The old collar was hammer-punched on its left front, "Property of Tollis deta Sia". The new collar was engraved: "Sindrie, Esdigie. Owned by - Loved by - Protected by - Tollis deta Sia."
In short, the new collar was an esdigie collar. In most cultures on the planet Ericpotsdam, a man could own as many slaves as he could afford, but only one of them could be an esdigie. Tollis was promoting Sindrie as high as he could without freeing her.
Tollis picked up the new collar, placed it around Sindrie's neck above the old one, and locked it into place with a sharp click. He pulled a key from his pocket, unlocked the old collar, and tossed it aside. He reached for one of Sindrie's wrists to release her from the rigid spread-eagle. Sindrie said "Please, Master. Not yet."
Tollis paused and gave an inquiring look to Sindrie, who added "I want to be helpless for my first kiss as an esdigie." So Tollis wrapped one arm around her and squeezed their bodies tight together. He tangled his other hand in her hair and tipped her head back so that she looked up at him. He pressed his lips firmly against hers and pressed hard while caressing her back. He did a thorough job. His friends around the table gave him a round of applause.

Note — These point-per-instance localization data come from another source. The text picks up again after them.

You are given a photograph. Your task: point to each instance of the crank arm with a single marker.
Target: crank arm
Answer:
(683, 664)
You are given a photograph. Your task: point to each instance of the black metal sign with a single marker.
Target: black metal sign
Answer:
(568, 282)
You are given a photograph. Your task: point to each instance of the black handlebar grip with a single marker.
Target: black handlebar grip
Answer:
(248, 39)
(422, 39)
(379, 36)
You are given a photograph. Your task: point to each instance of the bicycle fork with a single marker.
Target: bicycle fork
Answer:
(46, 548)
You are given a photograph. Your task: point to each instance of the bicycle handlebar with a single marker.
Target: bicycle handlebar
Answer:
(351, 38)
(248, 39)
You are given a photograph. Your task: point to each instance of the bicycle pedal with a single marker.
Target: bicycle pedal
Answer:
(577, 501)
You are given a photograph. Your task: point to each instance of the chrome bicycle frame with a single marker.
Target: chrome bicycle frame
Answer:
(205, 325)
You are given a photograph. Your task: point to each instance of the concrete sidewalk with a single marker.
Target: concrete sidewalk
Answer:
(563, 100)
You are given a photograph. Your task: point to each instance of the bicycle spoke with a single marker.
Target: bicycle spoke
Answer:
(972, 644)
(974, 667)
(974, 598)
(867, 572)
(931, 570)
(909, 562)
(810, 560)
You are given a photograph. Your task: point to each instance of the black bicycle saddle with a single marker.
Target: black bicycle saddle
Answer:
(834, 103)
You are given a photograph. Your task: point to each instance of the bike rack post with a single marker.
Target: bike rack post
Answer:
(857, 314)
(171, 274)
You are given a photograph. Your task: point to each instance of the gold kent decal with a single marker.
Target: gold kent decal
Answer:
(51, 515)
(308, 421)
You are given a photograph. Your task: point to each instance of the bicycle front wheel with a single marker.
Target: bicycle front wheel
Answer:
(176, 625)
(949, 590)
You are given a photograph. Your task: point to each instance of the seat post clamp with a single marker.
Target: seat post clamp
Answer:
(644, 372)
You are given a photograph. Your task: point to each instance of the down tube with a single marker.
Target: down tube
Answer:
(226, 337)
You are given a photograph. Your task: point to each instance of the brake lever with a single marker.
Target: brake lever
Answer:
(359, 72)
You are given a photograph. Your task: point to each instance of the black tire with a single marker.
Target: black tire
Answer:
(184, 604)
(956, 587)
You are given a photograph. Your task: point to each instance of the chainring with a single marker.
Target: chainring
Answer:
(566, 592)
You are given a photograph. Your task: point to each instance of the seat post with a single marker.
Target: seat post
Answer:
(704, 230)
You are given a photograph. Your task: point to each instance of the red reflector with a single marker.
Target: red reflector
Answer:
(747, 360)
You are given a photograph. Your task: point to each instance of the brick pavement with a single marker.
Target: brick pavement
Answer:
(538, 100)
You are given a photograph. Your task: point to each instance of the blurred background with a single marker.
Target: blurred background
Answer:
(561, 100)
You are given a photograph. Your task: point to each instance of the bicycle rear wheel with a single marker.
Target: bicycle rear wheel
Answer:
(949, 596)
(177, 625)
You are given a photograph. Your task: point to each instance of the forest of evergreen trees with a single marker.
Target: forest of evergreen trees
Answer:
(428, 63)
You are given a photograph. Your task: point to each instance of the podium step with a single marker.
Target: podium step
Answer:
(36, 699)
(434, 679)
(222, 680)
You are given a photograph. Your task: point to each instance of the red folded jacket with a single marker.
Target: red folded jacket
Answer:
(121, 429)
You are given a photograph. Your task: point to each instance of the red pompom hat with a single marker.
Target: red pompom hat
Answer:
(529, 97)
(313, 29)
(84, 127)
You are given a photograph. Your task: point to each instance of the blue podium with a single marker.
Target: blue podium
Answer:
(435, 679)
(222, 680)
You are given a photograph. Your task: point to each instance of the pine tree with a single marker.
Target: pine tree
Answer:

After the kiss, Sindrie asked "Should I stay up here? I have never been in one of these places before, but it seems that you are going to need a slave woman of some sort to decorate this stage."
Tollis turned to his friends and said "How about it? Are you willing to put your women up here, so that my new esdigie can come down and enjoy supper by my side?"
One of the other women, who was also an esdigie, responded "Masters, will you allow us all to take turns and do it in rotation? I'll go next." And that is how the rest of the evening went. Each esdigie spent about ten minutes at a turn in a standing spread-eagle on the stage, dressed in whatever she had worn to the alcovia. Two of the girls were ordinary slaves, and they did their turns naked.
There was also one free wife, named Carille, who volunteered to take the stage and hold the straps on the ends of the upper chains in her fingertips instead of being confined helpless and unable to escape. Free women aren't brought into alcovias very often. Carille did not want to appear snooty to the slave girls around her, but she couldn't submit to public restraint without feeling degraded. Holding the straps, instead of being secured in them, seemed to be an appropriate compromise. Carille never let go until her turn was over.
Sindrie spent most of her time during that long evening at the table alongside Tollis, wearing no restraints. Tollis fed her, one bite at a time. By virtue of her new status, Sindrie fed Tollis the same way. The food was excellent. The alcovia band members were all good musicians. It was a very pleasant evening.
It was followed by an even more pleasant night. When they were alone together, Tollis asked "You wanted to be helpless for your first kiss as an esdigie. First sex also?"
Sindrie eagerly nodded yes and answered "Just like my first night as your slave." So once again, as often before, she spent the night spread-eagle in chains, with Tollis.